7. Update the matrix and re-run the factory once to prove maintainability

Make one small real change through the factory — e.g., add a source to the allowlist or tweak the digest format — by editing SPEC.md and re-running the build, not by hand-editing system/. This proves the factory↔system seam now and rehearses how you’ll fix production bugs in Lab 3.

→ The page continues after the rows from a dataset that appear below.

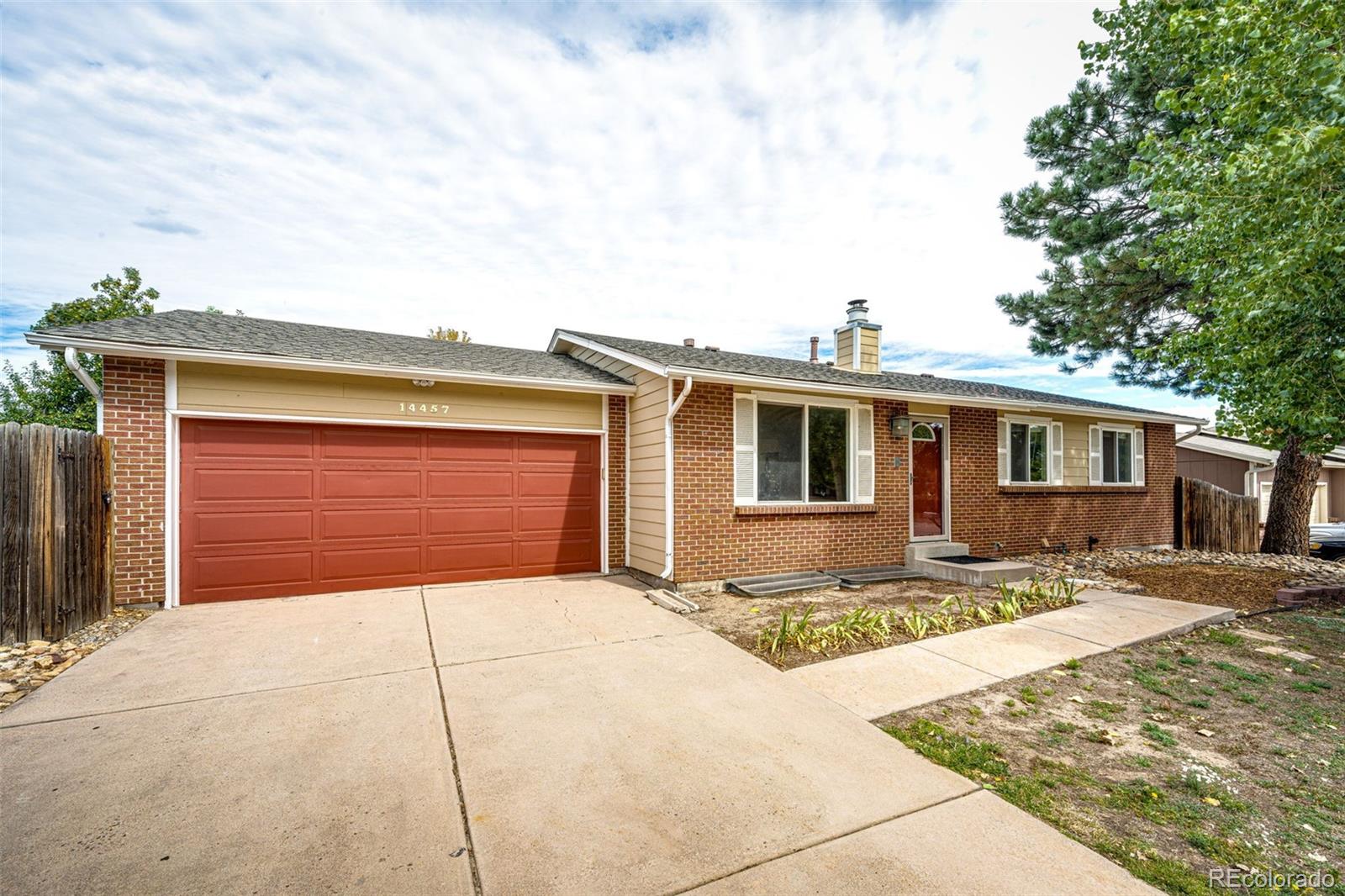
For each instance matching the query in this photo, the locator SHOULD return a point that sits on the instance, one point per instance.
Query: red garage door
(271, 510)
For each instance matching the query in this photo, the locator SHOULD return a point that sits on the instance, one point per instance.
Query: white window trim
(849, 405)
(1103, 428)
(1051, 450)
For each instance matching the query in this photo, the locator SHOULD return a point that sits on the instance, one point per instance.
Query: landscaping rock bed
(30, 665)
(1243, 582)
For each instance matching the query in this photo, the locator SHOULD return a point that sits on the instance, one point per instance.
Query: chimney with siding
(858, 343)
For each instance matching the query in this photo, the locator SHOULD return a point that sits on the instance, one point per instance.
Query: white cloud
(508, 171)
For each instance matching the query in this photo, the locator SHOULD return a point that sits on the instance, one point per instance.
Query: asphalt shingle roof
(732, 362)
(284, 340)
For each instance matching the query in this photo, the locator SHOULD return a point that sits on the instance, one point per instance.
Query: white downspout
(667, 470)
(1194, 432)
(85, 380)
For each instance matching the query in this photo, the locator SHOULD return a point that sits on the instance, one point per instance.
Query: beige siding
(303, 393)
(845, 349)
(869, 360)
(646, 494)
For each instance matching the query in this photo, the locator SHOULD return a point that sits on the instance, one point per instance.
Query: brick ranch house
(260, 459)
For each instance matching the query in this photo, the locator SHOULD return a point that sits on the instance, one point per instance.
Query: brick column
(616, 482)
(134, 420)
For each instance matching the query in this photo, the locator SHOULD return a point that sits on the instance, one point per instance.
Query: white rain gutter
(667, 472)
(85, 380)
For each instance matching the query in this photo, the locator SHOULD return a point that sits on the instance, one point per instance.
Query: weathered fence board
(1210, 519)
(55, 532)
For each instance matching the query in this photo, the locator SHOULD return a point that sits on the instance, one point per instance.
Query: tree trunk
(1291, 501)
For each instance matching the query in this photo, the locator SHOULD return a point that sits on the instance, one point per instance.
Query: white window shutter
(1094, 455)
(1138, 441)
(744, 450)
(1004, 451)
(864, 472)
(1058, 454)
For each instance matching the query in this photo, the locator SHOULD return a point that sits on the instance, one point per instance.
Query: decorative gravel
(30, 665)
(1107, 568)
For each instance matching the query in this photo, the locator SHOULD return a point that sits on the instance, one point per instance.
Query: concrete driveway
(558, 736)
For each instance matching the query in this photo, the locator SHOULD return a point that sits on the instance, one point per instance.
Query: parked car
(1327, 541)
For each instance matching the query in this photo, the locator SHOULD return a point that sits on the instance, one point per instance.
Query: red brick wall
(712, 541)
(134, 420)
(616, 482)
(1019, 517)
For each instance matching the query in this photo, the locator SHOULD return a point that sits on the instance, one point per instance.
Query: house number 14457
(421, 408)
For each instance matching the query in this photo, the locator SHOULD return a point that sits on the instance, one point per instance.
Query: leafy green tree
(50, 393)
(1259, 174)
(1147, 222)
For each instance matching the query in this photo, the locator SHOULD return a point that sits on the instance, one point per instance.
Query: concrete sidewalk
(885, 681)
(556, 736)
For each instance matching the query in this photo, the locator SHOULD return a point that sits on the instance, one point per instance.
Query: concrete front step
(977, 575)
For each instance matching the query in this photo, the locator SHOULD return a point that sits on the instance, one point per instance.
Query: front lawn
(1172, 757)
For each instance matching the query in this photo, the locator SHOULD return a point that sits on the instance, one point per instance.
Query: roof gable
(225, 335)
(666, 356)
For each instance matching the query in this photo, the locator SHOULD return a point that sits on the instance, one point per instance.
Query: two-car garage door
(272, 510)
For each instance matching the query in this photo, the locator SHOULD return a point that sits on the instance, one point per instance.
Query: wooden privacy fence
(1210, 519)
(55, 532)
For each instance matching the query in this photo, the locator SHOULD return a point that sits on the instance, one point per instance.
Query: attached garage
(276, 509)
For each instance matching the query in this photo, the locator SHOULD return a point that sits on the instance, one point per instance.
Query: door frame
(172, 467)
(946, 498)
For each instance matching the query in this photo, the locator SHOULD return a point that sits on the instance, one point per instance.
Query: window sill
(1073, 490)
(802, 509)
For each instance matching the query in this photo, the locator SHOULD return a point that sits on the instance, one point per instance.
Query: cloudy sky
(732, 172)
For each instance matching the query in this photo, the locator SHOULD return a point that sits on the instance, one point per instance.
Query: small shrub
(1157, 735)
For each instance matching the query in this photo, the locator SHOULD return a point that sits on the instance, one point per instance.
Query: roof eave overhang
(965, 401)
(172, 353)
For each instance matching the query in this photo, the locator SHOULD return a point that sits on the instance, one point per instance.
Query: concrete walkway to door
(558, 736)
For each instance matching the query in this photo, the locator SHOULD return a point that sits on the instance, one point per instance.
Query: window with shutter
(864, 474)
(1094, 455)
(744, 450)
(1058, 454)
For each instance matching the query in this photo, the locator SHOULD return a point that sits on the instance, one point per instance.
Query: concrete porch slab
(973, 845)
(1010, 650)
(1109, 625)
(663, 763)
(212, 650)
(889, 680)
(324, 788)
(509, 619)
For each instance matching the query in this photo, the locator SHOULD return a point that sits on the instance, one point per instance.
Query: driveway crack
(452, 754)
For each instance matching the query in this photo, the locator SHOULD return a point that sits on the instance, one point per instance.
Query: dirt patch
(1174, 757)
(741, 619)
(1237, 587)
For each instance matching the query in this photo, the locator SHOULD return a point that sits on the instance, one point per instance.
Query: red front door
(927, 443)
(276, 509)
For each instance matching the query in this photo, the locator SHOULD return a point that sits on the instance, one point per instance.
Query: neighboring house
(1244, 468)
(259, 459)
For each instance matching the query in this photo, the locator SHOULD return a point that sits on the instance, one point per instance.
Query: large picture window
(804, 452)
(1029, 452)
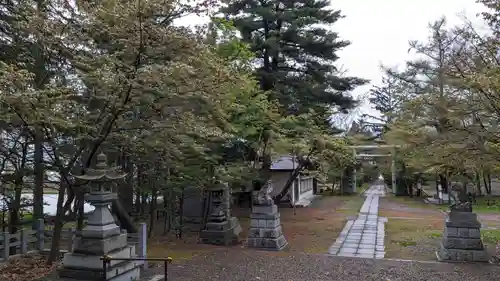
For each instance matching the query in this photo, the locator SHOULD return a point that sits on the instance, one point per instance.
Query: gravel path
(262, 266)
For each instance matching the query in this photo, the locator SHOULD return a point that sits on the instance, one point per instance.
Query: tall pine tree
(296, 53)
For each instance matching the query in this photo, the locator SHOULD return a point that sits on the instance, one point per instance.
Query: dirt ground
(414, 228)
(308, 230)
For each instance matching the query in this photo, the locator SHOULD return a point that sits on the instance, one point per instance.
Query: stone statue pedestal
(101, 237)
(265, 228)
(462, 239)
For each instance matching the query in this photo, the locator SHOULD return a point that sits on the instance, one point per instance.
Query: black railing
(106, 260)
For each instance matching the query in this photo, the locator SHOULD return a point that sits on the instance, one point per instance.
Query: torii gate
(393, 164)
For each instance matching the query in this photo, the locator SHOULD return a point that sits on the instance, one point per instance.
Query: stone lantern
(221, 228)
(101, 236)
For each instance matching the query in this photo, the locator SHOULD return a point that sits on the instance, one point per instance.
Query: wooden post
(71, 236)
(143, 238)
(40, 235)
(24, 240)
(6, 245)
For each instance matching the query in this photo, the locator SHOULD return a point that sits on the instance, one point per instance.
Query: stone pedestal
(101, 237)
(462, 239)
(265, 228)
(221, 228)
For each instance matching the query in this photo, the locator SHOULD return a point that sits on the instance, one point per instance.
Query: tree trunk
(39, 177)
(56, 235)
(289, 183)
(14, 218)
(478, 184)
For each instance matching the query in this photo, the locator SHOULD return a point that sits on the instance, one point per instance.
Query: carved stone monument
(221, 228)
(101, 237)
(265, 226)
(462, 234)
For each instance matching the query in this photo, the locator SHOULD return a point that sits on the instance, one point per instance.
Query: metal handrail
(107, 259)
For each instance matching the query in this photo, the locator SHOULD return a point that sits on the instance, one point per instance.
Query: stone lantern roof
(102, 173)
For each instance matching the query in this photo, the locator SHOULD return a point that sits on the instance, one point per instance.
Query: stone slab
(99, 247)
(124, 271)
(83, 261)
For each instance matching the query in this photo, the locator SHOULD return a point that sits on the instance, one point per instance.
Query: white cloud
(380, 31)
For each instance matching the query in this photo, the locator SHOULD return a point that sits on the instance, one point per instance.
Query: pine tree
(296, 53)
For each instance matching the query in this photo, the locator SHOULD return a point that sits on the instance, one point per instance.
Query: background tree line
(443, 105)
(175, 107)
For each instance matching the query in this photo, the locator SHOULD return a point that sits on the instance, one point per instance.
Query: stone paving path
(363, 237)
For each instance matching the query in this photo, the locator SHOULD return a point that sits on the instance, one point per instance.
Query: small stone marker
(265, 226)
(101, 237)
(462, 236)
(221, 228)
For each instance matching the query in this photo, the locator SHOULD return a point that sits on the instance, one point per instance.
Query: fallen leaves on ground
(25, 268)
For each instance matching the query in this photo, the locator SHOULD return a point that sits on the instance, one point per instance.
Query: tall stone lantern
(221, 228)
(101, 236)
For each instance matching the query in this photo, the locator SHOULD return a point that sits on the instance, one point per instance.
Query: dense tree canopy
(173, 106)
(443, 106)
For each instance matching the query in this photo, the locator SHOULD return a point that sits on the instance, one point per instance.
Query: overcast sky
(380, 31)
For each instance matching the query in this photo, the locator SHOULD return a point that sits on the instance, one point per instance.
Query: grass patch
(413, 239)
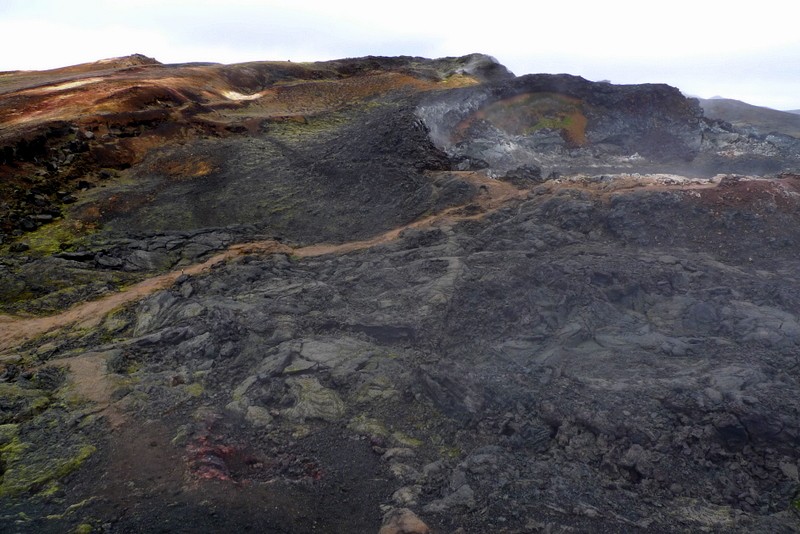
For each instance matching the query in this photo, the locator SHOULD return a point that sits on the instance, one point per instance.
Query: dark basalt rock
(595, 352)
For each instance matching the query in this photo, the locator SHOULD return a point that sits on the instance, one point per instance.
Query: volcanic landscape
(394, 295)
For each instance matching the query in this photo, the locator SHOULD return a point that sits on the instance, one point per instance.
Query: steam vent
(392, 295)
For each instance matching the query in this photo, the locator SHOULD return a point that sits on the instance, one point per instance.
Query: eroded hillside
(391, 294)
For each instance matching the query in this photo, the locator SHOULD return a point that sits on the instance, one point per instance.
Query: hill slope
(391, 294)
(741, 114)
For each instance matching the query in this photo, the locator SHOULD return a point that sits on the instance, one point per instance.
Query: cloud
(691, 44)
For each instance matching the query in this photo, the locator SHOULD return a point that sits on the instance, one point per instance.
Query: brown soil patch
(89, 376)
(14, 331)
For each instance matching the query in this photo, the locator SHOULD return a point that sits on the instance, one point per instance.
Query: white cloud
(681, 42)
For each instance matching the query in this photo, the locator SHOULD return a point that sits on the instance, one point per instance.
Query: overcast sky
(704, 47)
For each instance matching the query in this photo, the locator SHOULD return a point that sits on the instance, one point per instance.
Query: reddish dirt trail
(16, 330)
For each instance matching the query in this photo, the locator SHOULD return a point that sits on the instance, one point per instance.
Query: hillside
(741, 114)
(394, 295)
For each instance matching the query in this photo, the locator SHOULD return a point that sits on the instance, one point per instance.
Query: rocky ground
(395, 295)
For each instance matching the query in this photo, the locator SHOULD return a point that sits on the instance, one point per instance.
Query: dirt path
(89, 376)
(15, 330)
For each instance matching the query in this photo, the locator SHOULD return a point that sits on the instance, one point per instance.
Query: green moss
(49, 238)
(406, 441)
(195, 389)
(28, 471)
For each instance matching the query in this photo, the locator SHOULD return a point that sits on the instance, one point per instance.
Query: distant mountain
(741, 114)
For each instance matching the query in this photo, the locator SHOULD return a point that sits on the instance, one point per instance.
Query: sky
(707, 48)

# edit SPEC.md (add a source / change a format rule), then:
uv run factory build --spec SPEC.md --plan runs/plan-week1.md --out system/
uv run pytest -q   # your seam tests still pass

Checkpoint: the change appears in the regenerated system and all seam tests still pass. If not: if the change didn’t appear, the factory didn’t read your edit — confirm you edited SPEC.md (not the generated code) and re-ran build against it. If seam tests now fail, the regeneration clobbered hand-steered domain logic; keep that logic in clearly marked regions or separate modules the factory treats as inputs (see Troubleshooting). Note this factory run in the matrix as additional P2 evidence (system maintained, not just built, through the factory).

Definition of Done

The factory built the system from the SPEC, and you re-ran it once to make a change (P2 evidence recorded twice).
providers.py uses a fallback chain and the fallback seam test passes (P3).
access.py gates every external action; the gate seam tests pass (no raw calls; off-allowlist fetch refused) (P5).
The harness has working lead/worker/validator roles; the validator rejects bad output (P1).
One manual tick produces ≥1 verified unit of value into out/, and the ledger records dollars-in and value-out.
pillar-coverage-matrix.md has evidence (file:line) filled for P1, P3, P5 and P2, with three of four seam tests green.

Self-verify:

uv run pytest tests/ -q \
  && uv run python -c "from system.tick import run_once; assert run_once()['produced']>0" \
  && sqlite3 ledger.sqlite "SELECT count(*) FROM ledger" \
  && echo "Lab 2 done"

Self-explain: in one sentence, why does forcing the primary to fail (rather than just calling the chain) make the fallback test actually prove the P3 seam holds?

Stretch Goals

Route the synthesis role to a small paid model behind the fallback, run one tick, and record the real usd_in so your ledger has both a free-path and a paid-path data point to compare in the retrospective.
Add a substance check to the validator that catches a domain-specific failure (a digest item with no source link, a drafted reply that invents a fact, a price with no timestamp) and write a test that proves it rejects.
Run a worker’s processing inside an ephemeral Colima/Podman container (M8) if its slice touches the shell, and note the blast radius in the matrix.
Make the harness idempotent: run two ticks back to back and prove the dedup against seen stops it from re-emitting the same value.

Troubleshooting

Fallback test passes but never actually exercised the fallback. Confirm your _force_primary_failure path truly makes the first link raise; assert on served_by being the second link, not just on getting text back.
Gate grep test fails on a helper file. A worker imported httpx directly for “just one quick fetch.” Move it into access.py as a gated tool — that “one quick fetch” is exactly the bypass the pillar exists to prevent.
The manual tick produces zero value. Usually the triage filter is too strict or the source fetch returned nothing. Log the candidate count before and after triage; if fetch returned empty, your allowlist or the source URL is wrong.
Factory overwrites your hand-steered code on re-run. Keep domain logic the factory can’t infer in clearly marked regions or separate modules the factory treats as inputs, and put generated scaffolding where it owns. If your M10 factory has no merge strategy, regenerate into a temp dir and diff before copying.
Ledger value_usd looks made up. It is an estimate, and that’s fine — the rubric wants a consistent, defensible metric, not precision. Write the rate and reasoning in the SPEC so the retrospective can cite it.